15,000 Miles in a Ketch
- Author: Captain Raymond Rallier du Baty
- Language: English
- Genre: Non-fiction Narrative, Sailing, Exploration
- Published: 1917
- Publisher: Thomas Nelson and Sons
- Publication place: Great Britain
- Pages: 374

= 15,000 Miles in a Ketch =

1917 book by Captain Raymond Rallier du Baty

15,000 Miles in a Ketch is a non-fiction book written by French explorer and sailor Captain Raymond Rallier du Baty, published by Thomas Nelson and Sons in 1922. The book describes Captain du Baty's experience on the voyage of the J.B. Charcot, a small French fishing ketch which weighed 48 tons. The aim of this voyage was to chart the subantarctic Kerguelen Islands, which they funded by hunting southern elephant seals in the local area and selling their oil. The crew set out from Boulogne in September 1907. and sailed across the South Atlantic, Antarctic and Indian seas to outside Melbourne Harbour in July 1909. The voyage totalled a distance of 15,000 miles, which is where the name of the novel originates.

==Translations==
Although du Baty's native language was French, 15,000 Miles in a Ketch was first published in English.
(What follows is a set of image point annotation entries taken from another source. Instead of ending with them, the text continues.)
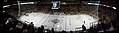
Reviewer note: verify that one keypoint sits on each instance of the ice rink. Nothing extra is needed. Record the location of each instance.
(64, 22)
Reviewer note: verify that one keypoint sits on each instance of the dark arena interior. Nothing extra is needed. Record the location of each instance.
(59, 16)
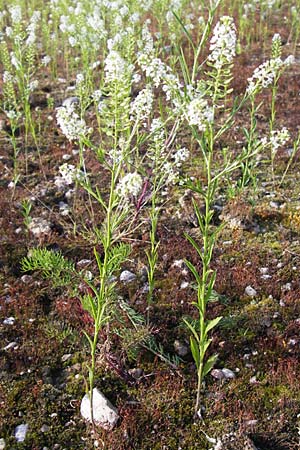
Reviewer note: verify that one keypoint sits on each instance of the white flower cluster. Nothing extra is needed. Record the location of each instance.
(141, 107)
(130, 185)
(265, 74)
(72, 126)
(115, 67)
(15, 14)
(67, 175)
(198, 112)
(180, 156)
(31, 29)
(223, 42)
(279, 138)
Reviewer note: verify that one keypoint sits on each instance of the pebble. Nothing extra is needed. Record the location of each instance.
(105, 414)
(136, 373)
(228, 373)
(39, 226)
(83, 262)
(250, 291)
(26, 279)
(10, 345)
(70, 101)
(180, 348)
(9, 321)
(20, 432)
(221, 374)
(127, 276)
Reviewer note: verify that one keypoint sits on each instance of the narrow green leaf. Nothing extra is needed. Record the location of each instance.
(194, 271)
(212, 324)
(209, 365)
(192, 329)
(195, 351)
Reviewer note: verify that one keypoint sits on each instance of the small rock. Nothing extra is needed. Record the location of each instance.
(9, 321)
(39, 226)
(20, 432)
(184, 285)
(145, 288)
(105, 414)
(84, 262)
(70, 101)
(66, 157)
(65, 357)
(228, 374)
(127, 276)
(253, 380)
(221, 374)
(26, 279)
(250, 291)
(136, 373)
(180, 348)
(178, 263)
(10, 345)
(218, 374)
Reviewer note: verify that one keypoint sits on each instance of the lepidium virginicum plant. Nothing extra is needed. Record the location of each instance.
(114, 200)
(210, 112)
(267, 75)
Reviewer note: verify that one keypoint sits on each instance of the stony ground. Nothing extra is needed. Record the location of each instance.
(251, 398)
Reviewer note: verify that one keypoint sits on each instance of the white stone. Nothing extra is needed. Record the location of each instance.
(20, 432)
(10, 345)
(127, 276)
(250, 291)
(218, 374)
(104, 413)
(9, 321)
(180, 348)
(228, 374)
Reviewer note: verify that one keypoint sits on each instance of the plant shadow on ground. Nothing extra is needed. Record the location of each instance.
(41, 373)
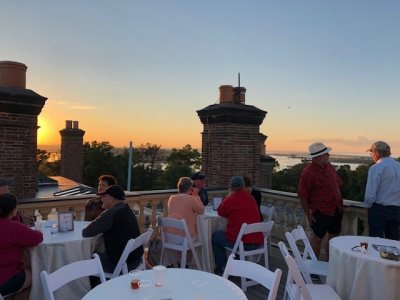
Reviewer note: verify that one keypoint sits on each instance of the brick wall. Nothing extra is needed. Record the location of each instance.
(72, 153)
(228, 150)
(231, 142)
(18, 148)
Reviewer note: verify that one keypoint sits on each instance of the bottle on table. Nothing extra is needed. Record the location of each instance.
(53, 215)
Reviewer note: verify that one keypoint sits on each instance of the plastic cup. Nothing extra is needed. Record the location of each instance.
(159, 275)
(135, 284)
(39, 226)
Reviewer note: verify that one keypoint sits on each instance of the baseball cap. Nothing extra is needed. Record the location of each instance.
(114, 191)
(236, 181)
(379, 145)
(198, 175)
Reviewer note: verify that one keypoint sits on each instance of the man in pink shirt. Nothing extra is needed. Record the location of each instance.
(186, 206)
(239, 207)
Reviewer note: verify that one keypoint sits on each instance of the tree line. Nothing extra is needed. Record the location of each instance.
(153, 168)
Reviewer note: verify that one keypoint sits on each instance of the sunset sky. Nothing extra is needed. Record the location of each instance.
(138, 70)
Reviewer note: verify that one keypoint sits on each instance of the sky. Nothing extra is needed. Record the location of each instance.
(138, 71)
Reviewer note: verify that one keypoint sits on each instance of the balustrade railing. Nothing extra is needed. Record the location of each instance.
(149, 204)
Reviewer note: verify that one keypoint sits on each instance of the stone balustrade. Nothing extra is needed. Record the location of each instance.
(148, 204)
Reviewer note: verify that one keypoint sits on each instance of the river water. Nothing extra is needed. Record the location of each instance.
(288, 161)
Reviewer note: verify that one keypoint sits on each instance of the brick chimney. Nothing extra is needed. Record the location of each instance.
(231, 138)
(72, 151)
(19, 108)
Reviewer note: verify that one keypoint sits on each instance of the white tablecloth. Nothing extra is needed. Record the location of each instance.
(58, 250)
(179, 284)
(362, 276)
(206, 225)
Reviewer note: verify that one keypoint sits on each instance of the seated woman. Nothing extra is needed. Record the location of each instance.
(186, 205)
(15, 237)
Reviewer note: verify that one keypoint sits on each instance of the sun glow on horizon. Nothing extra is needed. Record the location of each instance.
(43, 131)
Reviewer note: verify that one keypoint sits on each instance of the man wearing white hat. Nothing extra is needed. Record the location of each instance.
(382, 194)
(319, 194)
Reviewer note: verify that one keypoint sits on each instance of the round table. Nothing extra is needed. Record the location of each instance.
(179, 284)
(357, 275)
(58, 250)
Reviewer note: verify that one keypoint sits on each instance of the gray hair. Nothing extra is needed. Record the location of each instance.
(184, 184)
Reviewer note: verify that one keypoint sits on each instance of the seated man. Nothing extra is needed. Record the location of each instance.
(94, 206)
(239, 207)
(118, 224)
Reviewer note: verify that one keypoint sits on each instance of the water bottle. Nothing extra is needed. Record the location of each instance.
(37, 215)
(53, 215)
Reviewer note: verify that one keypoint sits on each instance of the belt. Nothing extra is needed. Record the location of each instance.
(385, 206)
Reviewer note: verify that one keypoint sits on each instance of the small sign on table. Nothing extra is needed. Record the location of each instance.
(65, 221)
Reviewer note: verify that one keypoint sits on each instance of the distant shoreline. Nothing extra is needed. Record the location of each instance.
(335, 158)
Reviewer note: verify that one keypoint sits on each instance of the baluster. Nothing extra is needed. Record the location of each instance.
(141, 219)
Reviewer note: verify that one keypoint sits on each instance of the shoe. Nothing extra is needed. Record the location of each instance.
(218, 271)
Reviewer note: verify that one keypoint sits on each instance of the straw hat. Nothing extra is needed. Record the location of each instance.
(318, 149)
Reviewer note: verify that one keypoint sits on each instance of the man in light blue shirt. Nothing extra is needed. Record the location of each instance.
(382, 194)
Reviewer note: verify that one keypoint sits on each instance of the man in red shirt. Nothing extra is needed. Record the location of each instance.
(319, 194)
(239, 207)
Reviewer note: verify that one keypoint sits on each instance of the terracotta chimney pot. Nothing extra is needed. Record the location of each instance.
(13, 74)
(225, 94)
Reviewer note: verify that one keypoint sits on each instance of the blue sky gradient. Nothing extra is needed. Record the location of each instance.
(138, 70)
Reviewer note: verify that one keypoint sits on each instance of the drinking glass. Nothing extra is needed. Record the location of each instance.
(159, 275)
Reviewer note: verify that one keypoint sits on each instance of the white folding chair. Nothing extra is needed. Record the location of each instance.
(131, 246)
(296, 288)
(268, 214)
(178, 242)
(238, 247)
(70, 272)
(255, 272)
(307, 262)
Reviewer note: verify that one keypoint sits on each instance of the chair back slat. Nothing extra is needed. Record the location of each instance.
(253, 271)
(131, 245)
(53, 281)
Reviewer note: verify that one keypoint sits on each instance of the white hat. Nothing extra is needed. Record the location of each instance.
(379, 146)
(318, 149)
It was later translated to and published in French in 1991 by Ed. maritimes et d'outre-mer under the title, Aventures aux Kerguelen.

==Preface==
Since Francis Drake went round the world in the Golden Hind there has perhaps been no voyage quite so venturesome as that in a little French fishing ketch, of forty-five tons, called the J.B. Charcot, which set out from Boulogne in September of the year 1907, and, sailing across the South Atlantic, and the Antarctic and Indian seas, lay to outside Melbourne Harbour in July 1909 - a distance of 15,000 miles.

She was commanded by two young French-men hardly more than boys in age, though captains in the French merchant service, named Raymond and Henri du Baty, and she carried a tiny crew of one seaman and three lads.

When a little while ago Captain Raymond Rallier du Baty was welcomed home by the French Geographical Society, Prince Roland Bonaparte, its president, summed up the voyage in the following words:

'You are sixteenth-century adventurers,' he said, 'who have been lost in the twentieth.'

The story of their remarkable trip in the little J. B. Charcot, named after the famous French explorer who has just returned from the Antarctic, as written by the leader of the expedition, is a true and vivid tale of romance and adventure which carries one back to the youth of the world, when men first began to venture out into unknown seas in frail craft. With high spirits, full of French gaiety, he tells of terrific storms encountered by his fishing boat, and of the many hardships which they faced with brave hearts.